Although there are many points of agreement between the new papers1,2, they differ on a key issue: the relative roles of direct versus indirect killing (death of virus-infected versus uninfected cells). Mattapallil and colleagues' finding1 of SIV DNA in up to 60% of memory CD4+ T cells at peak suggests that nearly all T-cell death at early stages can be attributed to direct infection. But Li et al.2 found a significantly lower peak frequency of cells expressing SIV RNA, and suggest that indirect mechanisms (mediated by the Fas–FasL cell-suicide pathway) also contribute to T-cell death in acute infection.

Differences in the sensitivity of the techniques used by the two groups to detect infected cells may contribute to this discrepancy. But another, perhaps more likely, possibility is that not all of the cells that contained SIV DNA were producing new viruses (indicated by the presence of SIV RNA). A similar situation occurs in chronic HIV infection, where fewer than 1 in 100 infected cells is ‘productively infected’3.

Do these acute events determine the chronic course of infection? Owing to their focus on acute infection, neither study1,2 allowed early events to be correlated with disease progression. So it is not known whether differences in the proportion of SIV-infected CD4+ T cells — or in the size of the memory T-cell pool destroyed during peak replication — affect the extent of virus production during chronic infection, a key predictor of disease progression.
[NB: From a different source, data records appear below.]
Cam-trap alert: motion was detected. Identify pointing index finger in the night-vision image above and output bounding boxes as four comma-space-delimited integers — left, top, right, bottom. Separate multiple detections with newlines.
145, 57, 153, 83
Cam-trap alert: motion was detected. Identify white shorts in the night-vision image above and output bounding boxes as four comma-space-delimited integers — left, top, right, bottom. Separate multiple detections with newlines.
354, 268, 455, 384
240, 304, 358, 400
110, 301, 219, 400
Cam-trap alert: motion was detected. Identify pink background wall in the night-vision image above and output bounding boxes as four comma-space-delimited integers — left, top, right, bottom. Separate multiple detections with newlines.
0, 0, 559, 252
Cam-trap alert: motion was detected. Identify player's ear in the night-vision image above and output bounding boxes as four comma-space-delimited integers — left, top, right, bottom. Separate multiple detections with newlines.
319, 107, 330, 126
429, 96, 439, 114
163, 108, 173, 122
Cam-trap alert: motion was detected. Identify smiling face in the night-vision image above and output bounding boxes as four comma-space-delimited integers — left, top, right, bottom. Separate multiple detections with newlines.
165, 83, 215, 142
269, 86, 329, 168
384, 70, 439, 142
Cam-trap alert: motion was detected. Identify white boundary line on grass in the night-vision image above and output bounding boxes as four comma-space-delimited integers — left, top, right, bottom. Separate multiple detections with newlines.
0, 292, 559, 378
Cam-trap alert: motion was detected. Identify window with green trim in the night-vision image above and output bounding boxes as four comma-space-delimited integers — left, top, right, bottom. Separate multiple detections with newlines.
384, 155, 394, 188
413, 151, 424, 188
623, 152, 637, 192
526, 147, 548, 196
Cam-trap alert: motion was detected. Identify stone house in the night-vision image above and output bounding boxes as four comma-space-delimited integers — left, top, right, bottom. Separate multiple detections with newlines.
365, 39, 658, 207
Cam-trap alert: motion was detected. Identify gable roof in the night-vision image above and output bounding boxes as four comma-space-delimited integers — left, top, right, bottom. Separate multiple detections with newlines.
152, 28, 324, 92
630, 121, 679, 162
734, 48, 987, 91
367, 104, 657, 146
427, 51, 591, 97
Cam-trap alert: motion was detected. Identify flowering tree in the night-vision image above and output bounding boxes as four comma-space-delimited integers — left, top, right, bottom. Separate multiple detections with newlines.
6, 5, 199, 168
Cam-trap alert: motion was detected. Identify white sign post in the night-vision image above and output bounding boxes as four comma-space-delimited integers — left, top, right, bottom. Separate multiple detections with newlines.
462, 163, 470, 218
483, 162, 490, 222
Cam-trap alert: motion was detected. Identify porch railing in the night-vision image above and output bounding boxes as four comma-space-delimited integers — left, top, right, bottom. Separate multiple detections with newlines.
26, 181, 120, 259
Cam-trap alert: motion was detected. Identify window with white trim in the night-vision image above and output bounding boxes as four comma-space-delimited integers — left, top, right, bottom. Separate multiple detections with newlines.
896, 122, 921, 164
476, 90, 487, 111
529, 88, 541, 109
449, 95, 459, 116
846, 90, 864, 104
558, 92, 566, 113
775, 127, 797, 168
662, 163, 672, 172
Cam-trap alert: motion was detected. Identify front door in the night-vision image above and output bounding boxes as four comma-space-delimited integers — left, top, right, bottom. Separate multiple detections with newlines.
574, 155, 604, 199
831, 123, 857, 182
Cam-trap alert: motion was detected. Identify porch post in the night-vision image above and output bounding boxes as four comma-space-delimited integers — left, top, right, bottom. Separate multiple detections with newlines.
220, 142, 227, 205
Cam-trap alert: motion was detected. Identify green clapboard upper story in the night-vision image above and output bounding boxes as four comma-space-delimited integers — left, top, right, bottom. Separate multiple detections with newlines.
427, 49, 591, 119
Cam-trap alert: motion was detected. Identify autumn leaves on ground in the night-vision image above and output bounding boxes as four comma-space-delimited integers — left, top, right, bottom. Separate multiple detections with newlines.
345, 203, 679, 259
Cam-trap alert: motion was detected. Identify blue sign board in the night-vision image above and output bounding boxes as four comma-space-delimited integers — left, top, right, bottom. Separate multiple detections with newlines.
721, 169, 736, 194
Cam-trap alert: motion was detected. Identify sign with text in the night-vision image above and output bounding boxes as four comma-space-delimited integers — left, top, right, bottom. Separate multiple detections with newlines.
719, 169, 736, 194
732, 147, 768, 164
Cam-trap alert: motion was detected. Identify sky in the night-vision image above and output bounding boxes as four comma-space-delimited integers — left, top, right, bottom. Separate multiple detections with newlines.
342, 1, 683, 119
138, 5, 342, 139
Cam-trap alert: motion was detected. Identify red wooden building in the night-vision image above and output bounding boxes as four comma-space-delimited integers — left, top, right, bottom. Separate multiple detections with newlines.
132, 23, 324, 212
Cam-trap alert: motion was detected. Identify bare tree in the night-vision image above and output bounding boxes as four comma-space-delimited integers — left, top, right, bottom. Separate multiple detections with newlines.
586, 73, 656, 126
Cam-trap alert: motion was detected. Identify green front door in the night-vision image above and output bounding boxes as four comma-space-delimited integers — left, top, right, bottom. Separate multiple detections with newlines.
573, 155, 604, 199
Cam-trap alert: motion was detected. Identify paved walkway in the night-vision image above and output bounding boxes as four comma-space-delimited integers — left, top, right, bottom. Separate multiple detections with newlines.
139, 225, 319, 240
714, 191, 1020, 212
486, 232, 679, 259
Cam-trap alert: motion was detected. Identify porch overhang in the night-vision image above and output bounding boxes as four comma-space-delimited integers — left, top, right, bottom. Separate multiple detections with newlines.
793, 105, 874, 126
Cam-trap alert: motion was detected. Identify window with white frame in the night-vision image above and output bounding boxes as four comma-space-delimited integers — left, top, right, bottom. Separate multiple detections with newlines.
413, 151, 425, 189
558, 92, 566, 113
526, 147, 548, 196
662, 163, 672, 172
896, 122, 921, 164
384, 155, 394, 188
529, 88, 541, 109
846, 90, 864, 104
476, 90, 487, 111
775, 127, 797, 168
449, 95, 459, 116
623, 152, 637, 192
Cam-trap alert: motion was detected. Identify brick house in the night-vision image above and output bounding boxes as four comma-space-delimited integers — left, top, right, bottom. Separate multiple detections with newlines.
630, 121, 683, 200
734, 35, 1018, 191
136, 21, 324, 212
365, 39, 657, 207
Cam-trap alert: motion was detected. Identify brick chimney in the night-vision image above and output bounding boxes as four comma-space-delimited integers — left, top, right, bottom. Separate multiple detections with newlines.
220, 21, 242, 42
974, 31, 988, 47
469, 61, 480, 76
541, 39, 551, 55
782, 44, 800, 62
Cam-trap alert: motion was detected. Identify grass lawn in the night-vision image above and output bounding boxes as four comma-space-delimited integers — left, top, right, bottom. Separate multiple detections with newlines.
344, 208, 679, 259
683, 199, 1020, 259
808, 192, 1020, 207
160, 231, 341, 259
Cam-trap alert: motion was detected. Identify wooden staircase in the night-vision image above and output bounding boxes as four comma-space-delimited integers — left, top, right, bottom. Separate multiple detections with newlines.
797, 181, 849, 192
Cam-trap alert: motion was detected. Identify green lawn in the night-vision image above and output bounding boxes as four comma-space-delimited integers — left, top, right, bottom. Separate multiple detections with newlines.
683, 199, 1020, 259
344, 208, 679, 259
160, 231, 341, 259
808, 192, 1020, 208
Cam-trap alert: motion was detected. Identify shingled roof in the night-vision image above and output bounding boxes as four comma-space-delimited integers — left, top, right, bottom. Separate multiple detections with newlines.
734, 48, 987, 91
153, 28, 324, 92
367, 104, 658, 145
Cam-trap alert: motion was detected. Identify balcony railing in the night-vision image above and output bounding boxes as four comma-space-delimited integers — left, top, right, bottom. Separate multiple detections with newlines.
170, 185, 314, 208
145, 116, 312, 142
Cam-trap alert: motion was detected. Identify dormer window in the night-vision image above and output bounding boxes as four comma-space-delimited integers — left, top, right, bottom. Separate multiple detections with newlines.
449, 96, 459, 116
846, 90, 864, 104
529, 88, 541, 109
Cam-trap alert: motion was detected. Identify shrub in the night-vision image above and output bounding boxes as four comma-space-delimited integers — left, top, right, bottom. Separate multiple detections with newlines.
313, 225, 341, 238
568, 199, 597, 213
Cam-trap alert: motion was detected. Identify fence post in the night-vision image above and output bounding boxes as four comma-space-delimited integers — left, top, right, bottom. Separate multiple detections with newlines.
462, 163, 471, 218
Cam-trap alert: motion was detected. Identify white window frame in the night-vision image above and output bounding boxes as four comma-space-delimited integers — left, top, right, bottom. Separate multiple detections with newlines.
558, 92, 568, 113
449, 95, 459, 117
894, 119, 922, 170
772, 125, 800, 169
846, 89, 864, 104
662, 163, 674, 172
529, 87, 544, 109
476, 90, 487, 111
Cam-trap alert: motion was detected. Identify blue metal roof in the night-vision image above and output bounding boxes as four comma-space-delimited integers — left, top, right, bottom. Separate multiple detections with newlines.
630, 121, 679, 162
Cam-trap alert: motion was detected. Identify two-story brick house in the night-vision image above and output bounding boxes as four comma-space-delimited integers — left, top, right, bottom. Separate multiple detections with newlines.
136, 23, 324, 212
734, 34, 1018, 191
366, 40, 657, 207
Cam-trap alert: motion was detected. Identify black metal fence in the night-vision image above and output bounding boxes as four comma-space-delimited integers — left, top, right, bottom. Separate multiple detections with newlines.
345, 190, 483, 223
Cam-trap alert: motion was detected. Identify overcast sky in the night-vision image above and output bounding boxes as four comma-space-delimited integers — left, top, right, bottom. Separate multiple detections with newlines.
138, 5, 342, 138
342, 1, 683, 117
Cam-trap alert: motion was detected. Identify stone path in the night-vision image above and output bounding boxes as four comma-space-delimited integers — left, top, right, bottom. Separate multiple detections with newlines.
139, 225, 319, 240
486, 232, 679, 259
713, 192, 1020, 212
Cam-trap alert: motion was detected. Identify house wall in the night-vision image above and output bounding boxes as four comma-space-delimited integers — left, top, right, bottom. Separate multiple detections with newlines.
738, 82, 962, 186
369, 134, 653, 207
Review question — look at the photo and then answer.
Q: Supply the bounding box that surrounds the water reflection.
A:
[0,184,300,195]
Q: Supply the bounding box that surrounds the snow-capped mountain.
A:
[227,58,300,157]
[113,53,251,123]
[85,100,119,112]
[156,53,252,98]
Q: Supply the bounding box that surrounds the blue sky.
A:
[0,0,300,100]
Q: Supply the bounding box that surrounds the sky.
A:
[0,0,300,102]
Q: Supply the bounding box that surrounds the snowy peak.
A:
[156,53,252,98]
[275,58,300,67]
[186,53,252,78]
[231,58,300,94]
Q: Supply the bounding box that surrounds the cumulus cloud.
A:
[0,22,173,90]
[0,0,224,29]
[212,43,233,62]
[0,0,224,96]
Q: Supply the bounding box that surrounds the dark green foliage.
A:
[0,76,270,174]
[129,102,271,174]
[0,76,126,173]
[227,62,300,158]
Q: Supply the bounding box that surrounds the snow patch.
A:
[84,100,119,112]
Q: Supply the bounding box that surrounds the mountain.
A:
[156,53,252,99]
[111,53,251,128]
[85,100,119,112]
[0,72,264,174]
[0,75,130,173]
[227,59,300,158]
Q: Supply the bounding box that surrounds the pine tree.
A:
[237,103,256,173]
The contribution of immune responses to the depletion of infected CD4+ cells and the initial drop in peak viral load also remains controversial.

However, once acute viral replication has subsided, different viral and T-cell dynamics will come into play. Overall levels of virus production will fall, even though the shift in viral replication from resting to activated T cells means that more viruses are produced per cell. The smaller size of the infected T-cell pool and the generation of virus-specific immune responses are both likely to contribute to the overall decrease in virus production. The body's ability to regenerate mucosal lymphocyte pools is also likely to be important in forestalling the onset of AIDS8.

As for vaccines, the findings reinforce the rationale for blocking HIV before it gains access to the fertile grounds of mucosal lymphocytes — and for reducing the initial burst of viral replication. Recent vaccine efforts have been aimed at activating other T cells, those expressing CD8, which are most effective in decreasing chronic levels of viral replication and slowing down disease progression11. But it may be more effective to stimulate the body to produce neutralizing antibodies that prevent the initial burst of replication — although this remains a challenge.